Tuesday, December 19, 2006

The Tie that BINDS

A few years back I set out on a mission to CREATE... using one of the more annoying aspects of our commercial society. I refer to the colorful little stickers they put on fruit and vegetables to make it easier ( I did research this) for visually challenged grocery clerks (apparently all of them) to ring the items up.

Well I'm smart enough to pick my battles. Once an idea or item reaches mass exposure.....no matter how strong the protest.....no matter how logical one's arguments are against it....if a big investment has been made? The idea or item STICKS. ( Pun intended.)

So....I start collecting the little stickers to randomly place them on empty prescription bottles. Art, I say. And I present the little STICK-BOTs as colorful holiday gifts. Recipients include my high school friend Alice Goecke.

Well, a strange thing happens, and Alice may be sitting on a gold mine...although speculation is still pretty much up in the air. You see, someone has invented a little indenting stamp for the fruits and veggies that may cruely replace the sticker.

Alice and I both pick up on that news item this past year about the same time.  Alice may have a ONE of a kind. The one and only STICK-BOT left in existence. (rumor has it the others got tossed.)  Just think of it.

On the other end....I'm kind of like up STICK-BOT creek. 

But you can't get a REAL artist down.   I just expand my medium.  When the word gets out this past summer, no more fruit and veggie stickers? I just start collecting all kinds of sticky things from our consumer world. I will just let them all adhere to each other and BECOME what ever they FEEL  like becoming.

Well, behold the END result. Call it the CHRISTMAS  Tie! Call it the HANNUKKAH Tie.  Call it the KWANZA tie.  But be the first one on your block to get an original STICKY-TIE-YAI-YAI.

As you gaze up on it up there you might be REACHING for a level of appreciation.  The thing may seem terribly out of current fashion.  But remember an important rule of fashion.  Excesses must reach their extreme before reverting to their genesis.

I'm sort of not making this up. In a costume history class I passed,  I'm made aware of the rule with those little pointy toed moccasins they wore in the middle ages?  The little pointy thing just keeps growing until it starts flopping.  And the Versace of the time just spreads the rumor that to solve that problem, you just curl the thing back and tie it to your ankle. Pretty soon it's back to a little pointy thing.  Consider the Maxi-Midi-Mini skirt cycle of our own times.

I bring this to your attention so you won't be put off by the WIDTH of the tie.  Check the VERY back of your closet.  Wide ties WILL return.

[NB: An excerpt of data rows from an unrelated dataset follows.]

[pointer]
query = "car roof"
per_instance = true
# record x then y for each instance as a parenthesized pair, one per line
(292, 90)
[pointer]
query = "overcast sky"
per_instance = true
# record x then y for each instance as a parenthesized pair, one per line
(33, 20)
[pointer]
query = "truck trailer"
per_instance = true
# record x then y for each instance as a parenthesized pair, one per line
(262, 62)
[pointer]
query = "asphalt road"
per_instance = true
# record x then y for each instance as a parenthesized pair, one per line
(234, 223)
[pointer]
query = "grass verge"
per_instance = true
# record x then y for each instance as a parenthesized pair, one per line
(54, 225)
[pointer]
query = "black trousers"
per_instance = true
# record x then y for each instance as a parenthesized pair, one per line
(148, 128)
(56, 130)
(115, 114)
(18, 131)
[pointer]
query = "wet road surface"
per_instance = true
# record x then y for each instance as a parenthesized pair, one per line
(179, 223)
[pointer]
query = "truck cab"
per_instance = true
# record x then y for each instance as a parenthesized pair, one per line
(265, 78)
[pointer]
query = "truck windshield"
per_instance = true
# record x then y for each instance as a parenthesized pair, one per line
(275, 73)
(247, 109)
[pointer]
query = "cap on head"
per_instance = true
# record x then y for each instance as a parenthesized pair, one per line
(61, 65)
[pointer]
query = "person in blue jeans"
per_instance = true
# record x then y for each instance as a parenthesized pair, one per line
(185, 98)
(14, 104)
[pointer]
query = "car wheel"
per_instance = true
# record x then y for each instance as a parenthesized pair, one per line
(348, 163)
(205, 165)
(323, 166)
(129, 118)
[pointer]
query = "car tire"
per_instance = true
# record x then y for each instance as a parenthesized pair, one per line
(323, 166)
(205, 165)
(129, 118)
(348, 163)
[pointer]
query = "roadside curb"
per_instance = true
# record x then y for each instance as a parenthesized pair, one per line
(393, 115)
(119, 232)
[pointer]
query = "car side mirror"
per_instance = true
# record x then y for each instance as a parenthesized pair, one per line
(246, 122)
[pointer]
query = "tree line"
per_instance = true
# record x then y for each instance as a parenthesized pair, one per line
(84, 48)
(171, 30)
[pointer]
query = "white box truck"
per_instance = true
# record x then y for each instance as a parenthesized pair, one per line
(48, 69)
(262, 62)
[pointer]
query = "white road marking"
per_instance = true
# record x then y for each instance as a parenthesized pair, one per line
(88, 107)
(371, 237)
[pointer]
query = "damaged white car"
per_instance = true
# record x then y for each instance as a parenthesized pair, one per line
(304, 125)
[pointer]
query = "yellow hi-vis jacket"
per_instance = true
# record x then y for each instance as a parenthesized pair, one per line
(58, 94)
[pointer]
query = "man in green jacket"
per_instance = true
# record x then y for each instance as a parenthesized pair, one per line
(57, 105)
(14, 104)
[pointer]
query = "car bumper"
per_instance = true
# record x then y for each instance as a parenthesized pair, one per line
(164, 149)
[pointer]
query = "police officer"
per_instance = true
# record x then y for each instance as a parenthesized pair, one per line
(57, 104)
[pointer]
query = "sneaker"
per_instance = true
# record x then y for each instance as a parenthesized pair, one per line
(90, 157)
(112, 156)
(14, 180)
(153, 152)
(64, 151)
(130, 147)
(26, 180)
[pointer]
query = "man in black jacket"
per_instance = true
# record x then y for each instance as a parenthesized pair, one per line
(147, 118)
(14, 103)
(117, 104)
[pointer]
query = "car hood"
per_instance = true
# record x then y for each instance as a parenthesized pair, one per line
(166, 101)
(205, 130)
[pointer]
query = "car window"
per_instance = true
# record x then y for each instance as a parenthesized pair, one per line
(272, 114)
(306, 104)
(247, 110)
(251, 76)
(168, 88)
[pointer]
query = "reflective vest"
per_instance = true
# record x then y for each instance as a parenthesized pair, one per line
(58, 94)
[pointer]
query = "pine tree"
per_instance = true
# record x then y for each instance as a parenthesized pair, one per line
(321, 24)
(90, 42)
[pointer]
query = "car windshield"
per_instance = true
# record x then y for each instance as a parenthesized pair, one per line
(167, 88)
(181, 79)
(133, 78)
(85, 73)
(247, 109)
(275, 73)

Now I'm going to be straight up with you on this investment issue.  Truth be known I've seen no evidence the food industry is truly making the switch from the STICKER to the STAMP. If nothing else the concept's growth will be retarded whilst the "bean-counters" debate the capital investment costs.

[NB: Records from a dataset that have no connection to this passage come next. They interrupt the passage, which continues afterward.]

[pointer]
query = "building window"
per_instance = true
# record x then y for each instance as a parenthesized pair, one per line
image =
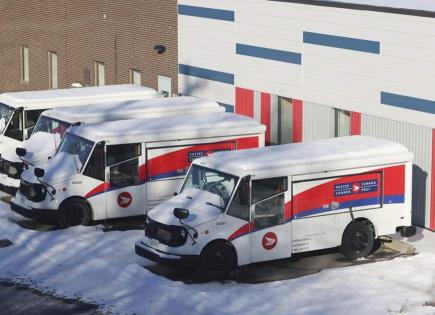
(342, 123)
(52, 69)
(135, 77)
(24, 64)
(281, 112)
(99, 74)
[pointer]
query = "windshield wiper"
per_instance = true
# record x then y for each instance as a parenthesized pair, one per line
(212, 204)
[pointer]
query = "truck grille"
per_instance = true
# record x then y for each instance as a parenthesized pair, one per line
(170, 235)
(33, 192)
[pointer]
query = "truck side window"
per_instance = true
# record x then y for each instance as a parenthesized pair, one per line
(15, 128)
(122, 152)
(96, 164)
(124, 164)
(268, 197)
(239, 207)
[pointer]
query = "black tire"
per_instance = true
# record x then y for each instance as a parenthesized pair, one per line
(357, 240)
(217, 261)
(74, 212)
(408, 231)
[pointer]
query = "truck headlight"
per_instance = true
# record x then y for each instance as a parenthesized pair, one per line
(12, 170)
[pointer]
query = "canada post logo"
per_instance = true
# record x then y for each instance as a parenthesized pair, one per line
(192, 155)
(358, 187)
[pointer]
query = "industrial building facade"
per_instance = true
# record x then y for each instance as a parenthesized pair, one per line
(318, 69)
(53, 44)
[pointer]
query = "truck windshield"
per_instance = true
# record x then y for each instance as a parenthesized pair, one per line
(78, 147)
(51, 125)
(218, 183)
(6, 113)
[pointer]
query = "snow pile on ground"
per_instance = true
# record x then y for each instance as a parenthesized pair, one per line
(102, 268)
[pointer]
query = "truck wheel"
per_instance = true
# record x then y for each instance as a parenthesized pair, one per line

Then the point becomes...do you buy a STICKY-TIE-YAI-YAI now? Or....? Now if I were a WISE gambling man, I'd hedge my bet and get one of each. 

"One STICKY-BOT please.  And why don't you throw in one of those new STICKY-TIE-YAI-YAIs."

"You do know sir, there is talk they are going to discontinue the STICKY-BOTs. It might be a wise investment to get two."

"Oh, Okay. I do need to get something for my boss. Make that two STICKY-BOTs and one STICKY-TIE-YAI-YAI."

"I'll just ring that up for you sir.  And you have a HAPPY _____...you hear me?!" 

(Why do we keep using that expression? When was the last time a cash register actually RANG!!!!?)

1 comment:

Anonymous said...

Absolutely gob-smackingly brilliant!  Ay! Hombre!